If you already have perl, then do perl all the way:

open(f1,"<file_1.txt");
open(f2,"<file_2.txt");
open(out,">new_file_1.txt");

while(<f1>) { last if /# Marker/; print out; } print out while(<f2>); print out while(<f1>);

close(out); close(f1); close(f2);

White Owl
  • 5,129
  • 1
    Hi, thank you for your answer. But I am not sure if I am doing something wrong or I explained my problem in a poor way. I saved it as a perl script and I am running it from my shell script and I am getting printed a lot of GLOBs and after that my program fails. Why is that? – Peksio Oct 11 '22 at 13:23
  • Oh, sorry, it should be filehandles, not references to them: print $h $_ vs print h. Code corrected. – White Owl Oct 11 '22 at 14:58
0

Merging files with awk is actually trivial:

awk 'NR==FNR {if ($1 == "#" && $2 == "Marker") while((getline a<ARGV[2]) > 0) print a; else print}' file_1.txt file_2.txt > out
  • NR==FNR Is an awk trick to ensure we operate only on the first file. Check this answer for more information on NR & FNR
  • {if ($1 == "#" && $2 == "Marker")else print} : Parse the first file and output all line when # Marker is not found.
  • while((getline a<ARGV[2]) > 0) print a; Parse the content of ARGV[2] (here it is file_2.txt) and output it.
  • > out is a shell redirect and write the output of this command in the out file (and create the file if it does not exist.

The result :

$ awk 'NR==FNR {if ($1 == "#" && $2 == "Marker") while((getline a<ARGV[2]) > 0) print a; else print}' file_1.txt file_2.txt
# Some comment
some_variable="test"
some other things

Marker

Some other comment

other_variable_1="test"

Some totally other comment

other_variable_2="test"

More things!@#$%^

0

Using sed

$ sed -Ee '/Marker/{e cat file_2.txt' -e ';d}' file_1.txt
# Some comment
some_variable="test"
some other things

Marker

Some other comment

other_variable_1="test"

Some totally other comment

other_variable_2="test"

More things!@#$%^

sseLtaH
  • 2,786
  • The e command seems to insert a shell command to the output, interesting. A GNU extension? But it doesn't show in the man page … where is a documentation? Anyhow, what is the advantage of e echo over the standard r? – Philippos Oct 12 '22 at 06:17
  • @Philippos No advantage as far as I can tell, I just prefer to use it as it is more flexible than r allowing for more than just read operations. Your answer is essentially exactly the same as mine – sseLtaH Oct 12 '22 at 07:32
  • Well, mine is portable and adds an explanation. My question was serious: Where can I find a documentation of the e command? Why is it not included in the man page? Since which version does it work? Are there any security concerns? – Philippos Oct 12 '22 at 10:54
0

Using Raku (formerly known as Perl_6)

my $f1  =  open :r, 'Peksio1.txt';
my $f2  =  open :r, 'Peksio2.txt';
my $out =  open :w, 'Peksio_out.txt';

for ($f1.lines) { last if / ^ "#" \s Marker $ /; $out.put($_); };

$out.put($) for $f2.lines; $out.put($) for $f1.lines;

close($f1); close($f2); close($out);

Above is a direct translation of the Perl(5) answer posted by @White_Owl. The two source files are opened for :r reading, while the destination file is opened for :w writing. The keyword for is used to iterate over lines of the first file, breaking out of the loop with last when the full Marker line is encountered.
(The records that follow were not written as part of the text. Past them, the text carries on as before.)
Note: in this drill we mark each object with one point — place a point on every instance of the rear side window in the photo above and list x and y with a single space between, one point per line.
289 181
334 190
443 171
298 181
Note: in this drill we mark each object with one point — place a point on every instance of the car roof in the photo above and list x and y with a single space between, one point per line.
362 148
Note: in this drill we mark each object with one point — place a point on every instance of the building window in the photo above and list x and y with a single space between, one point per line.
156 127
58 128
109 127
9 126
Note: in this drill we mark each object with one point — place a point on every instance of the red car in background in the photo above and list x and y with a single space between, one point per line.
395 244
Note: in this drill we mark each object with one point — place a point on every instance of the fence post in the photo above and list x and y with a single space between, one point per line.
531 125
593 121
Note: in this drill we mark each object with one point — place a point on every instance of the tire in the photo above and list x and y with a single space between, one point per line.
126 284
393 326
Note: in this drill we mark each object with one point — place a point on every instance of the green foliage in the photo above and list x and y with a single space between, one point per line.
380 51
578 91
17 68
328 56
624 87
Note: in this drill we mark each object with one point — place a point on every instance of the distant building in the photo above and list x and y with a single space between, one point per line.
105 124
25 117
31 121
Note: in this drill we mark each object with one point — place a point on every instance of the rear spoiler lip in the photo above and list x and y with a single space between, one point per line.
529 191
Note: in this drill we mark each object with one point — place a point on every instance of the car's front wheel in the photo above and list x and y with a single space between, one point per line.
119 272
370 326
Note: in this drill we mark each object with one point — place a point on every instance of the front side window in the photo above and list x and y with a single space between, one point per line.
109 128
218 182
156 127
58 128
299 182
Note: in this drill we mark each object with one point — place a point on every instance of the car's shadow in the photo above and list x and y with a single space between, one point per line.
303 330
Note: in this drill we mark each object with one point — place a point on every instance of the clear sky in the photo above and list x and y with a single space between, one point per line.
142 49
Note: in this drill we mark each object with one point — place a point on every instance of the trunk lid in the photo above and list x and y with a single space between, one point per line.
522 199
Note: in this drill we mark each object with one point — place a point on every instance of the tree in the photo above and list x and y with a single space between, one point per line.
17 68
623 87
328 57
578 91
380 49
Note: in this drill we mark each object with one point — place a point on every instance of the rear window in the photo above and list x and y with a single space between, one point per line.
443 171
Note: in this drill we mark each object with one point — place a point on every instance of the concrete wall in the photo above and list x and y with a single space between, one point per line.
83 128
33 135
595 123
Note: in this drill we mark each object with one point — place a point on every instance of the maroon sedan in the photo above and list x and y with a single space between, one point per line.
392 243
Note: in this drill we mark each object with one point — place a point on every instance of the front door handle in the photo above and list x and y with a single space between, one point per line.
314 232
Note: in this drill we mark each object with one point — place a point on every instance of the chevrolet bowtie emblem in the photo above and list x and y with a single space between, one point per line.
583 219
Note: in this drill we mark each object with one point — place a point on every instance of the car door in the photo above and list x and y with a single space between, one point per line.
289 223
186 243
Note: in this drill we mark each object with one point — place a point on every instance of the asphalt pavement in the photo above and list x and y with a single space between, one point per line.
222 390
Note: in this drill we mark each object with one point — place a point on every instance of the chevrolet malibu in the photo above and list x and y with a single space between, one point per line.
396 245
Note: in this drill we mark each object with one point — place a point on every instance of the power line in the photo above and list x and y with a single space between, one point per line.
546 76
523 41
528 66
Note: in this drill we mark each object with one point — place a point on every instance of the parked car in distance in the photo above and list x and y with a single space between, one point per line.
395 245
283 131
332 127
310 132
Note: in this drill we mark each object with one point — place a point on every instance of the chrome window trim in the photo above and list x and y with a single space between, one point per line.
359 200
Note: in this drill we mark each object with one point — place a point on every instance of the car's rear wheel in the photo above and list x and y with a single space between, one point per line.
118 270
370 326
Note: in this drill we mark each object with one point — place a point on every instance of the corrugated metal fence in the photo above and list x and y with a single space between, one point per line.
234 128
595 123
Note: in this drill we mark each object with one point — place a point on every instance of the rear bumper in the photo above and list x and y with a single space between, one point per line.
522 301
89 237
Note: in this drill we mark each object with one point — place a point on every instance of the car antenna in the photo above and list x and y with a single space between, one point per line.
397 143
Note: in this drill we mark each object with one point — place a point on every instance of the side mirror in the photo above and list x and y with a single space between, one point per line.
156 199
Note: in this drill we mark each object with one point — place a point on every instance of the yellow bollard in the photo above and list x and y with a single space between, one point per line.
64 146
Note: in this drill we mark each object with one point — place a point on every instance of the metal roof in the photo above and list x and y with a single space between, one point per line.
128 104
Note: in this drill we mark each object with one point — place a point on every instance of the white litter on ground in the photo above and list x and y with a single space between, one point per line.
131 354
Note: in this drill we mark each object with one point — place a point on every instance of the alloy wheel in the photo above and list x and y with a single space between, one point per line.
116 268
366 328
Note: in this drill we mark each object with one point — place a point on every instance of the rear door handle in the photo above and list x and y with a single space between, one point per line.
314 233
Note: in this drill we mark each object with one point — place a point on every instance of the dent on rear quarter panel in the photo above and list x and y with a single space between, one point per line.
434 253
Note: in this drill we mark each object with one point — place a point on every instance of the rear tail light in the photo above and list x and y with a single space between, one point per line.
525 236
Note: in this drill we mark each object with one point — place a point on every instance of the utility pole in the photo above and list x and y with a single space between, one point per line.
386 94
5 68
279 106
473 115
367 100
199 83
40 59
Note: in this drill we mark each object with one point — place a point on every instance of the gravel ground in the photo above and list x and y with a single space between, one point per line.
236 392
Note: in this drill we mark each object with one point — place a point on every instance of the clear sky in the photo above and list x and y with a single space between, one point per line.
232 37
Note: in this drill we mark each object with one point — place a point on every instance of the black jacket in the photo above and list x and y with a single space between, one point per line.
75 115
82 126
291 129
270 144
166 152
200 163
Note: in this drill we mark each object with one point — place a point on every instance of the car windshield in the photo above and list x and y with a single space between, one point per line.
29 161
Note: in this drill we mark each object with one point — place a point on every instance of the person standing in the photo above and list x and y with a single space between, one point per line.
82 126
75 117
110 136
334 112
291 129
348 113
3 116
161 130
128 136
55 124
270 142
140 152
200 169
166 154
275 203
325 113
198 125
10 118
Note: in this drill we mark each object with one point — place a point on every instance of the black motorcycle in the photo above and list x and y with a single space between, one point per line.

[Note: The Marker regex can be changed to make it more/less stringent. Also note: the # octothorpe must be double-quoted to be recognized as a literal character (backslashing won't work). This is probably due to the ability to add within-regex comments via #].

The destination file $out has lines (referenced as the $_ topic variable) put into it, until no lines remain.

Sample Output:

# Some comment
some_variable="test"
some other things

Marker

Some other comment

other_variable_1="test"

Some totally other comment

other_variable_2="test"

More things!@#$%^

https://docs.raku.org/language/101-basics
https://raku.org

jubilatious1
  • 3,195
  • 8
  • 17
0

Why not a simple standard sed solution?

sed -e '/# Marker/{r file_2.txt' -e 'd;}' file_1.txt

The read command inserts a file without caring for special characters. Additionally, you need to delete the duplicate # Marker line.

Philippos
  • 13,453
0

Using any awk:

$ awk 'NR==FNR{new=new sep $0; sep=ORS; next} /# Marker/{$0=new} 1' file_2.txt file_1.txt
# Some comment
some_variable="test"
some other things

Marker

Some other comment

other_variable_1="test"

Some totally other comment

other_variable_2="test"

More things!@#$%^

$ awk 'NR==FNR{new=new sep $0; sep=ORS; next} /# Marker/{$0=new} 1' file_1.txt file_2.txt
# Some comment
some_variable="test"
some other things

Marker

More things!@#$%^

Some other comment

other_variable_1="test"

Some totally other comment

other_variable_2="test"

Regarding the script in your question:

  1. As soon as you do tr '\n' '\f' you no longer have a valid text file as it no longer contains the required terminating newline and so YMMV with what sed or any other text processing tool will do with it.
  2. The process of mapping newlines to/from form-feeds would fail when your input contains form-feeds, as is used between functions in code that wants to force functions to start at the top of a new page when printed (or other similar text that requires page breaks at specific locations when printed).
  3. You can't do sed -e "s|$marker_var|$file_2_var| because file_2_var could itself contain |s or backreferences like & or \1 that sed would then interpret, see https://stackoverflow.com/q/29613304/1745001.
Ed Morton
  • 31,617